Pakistan's privatisation minister, Abdul Aleem Khan, says majority-state-owned PIA - Pakistan International Airlines (PK, Islamabad International) must be sold but not at a heavy discount. Khan fronted media in Islamabad on November 3 to explain why the October 31 auction of PIA only garnered one bid - a lowball offer of PKR10 billion rupees (USD36 million) that was well under the government's reserve price of PKR85.03 billion (USD306 million).
The minister said any offer must be "respectable." Blue World City chairman Saad Nazir, who submitted the sole bid, told journalists that this is all PIA is worth and that it does not make commercial sense to raise the bid for a company with "significant leakages."

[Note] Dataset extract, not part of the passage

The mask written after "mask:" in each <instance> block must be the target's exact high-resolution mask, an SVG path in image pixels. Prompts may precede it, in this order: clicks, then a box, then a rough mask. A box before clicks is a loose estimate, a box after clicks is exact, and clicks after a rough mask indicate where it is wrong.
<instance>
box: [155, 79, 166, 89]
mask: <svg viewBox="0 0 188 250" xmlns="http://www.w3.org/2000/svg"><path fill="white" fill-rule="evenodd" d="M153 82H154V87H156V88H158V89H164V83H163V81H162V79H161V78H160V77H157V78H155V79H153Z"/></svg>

Since last week's auction flop, the government of the province of Khyber Pakhtunkhwa has submitted an expression of interest to buy PIA and there are conflicting reports about interest from the Punjab government. Khan said he has no problems with provincial governments looking at PIA provided they can meet the minimum sale terms.
Nazir said if the government does not accept his bid, he would start his own airline. "If the government does not privatise PIA, we wish them all the best," he declared. "If they want to run the airline themselves, we pray for them. We will start our own airline."
Pakistan's Dawn newspaper reports that government insiders did not take Blue World seriously in the lead-up to the auction, and their "frivolous" bid confirms that view. Yet Blue World was the only one of six short-listed bidders to put down so-called earnest money before the auction.
Khan says most of the terms and conditions for PIA's privatisation were set in place before the current government was elected and he took on responsibility for privatising the airline. Per those original terms, around PKR600 billion (USD2.16 billion) of liabilities were removed from PIA's balance sheet and shifted to another holding company. This left liabilities of approximately PKR230 billion (USD827.8 million) on PIA's books. At the weekend, Khan said one option now open to him was to shift the remaining liabilities off the airline's balance sheet and then to try again to “sell a clean PIA.”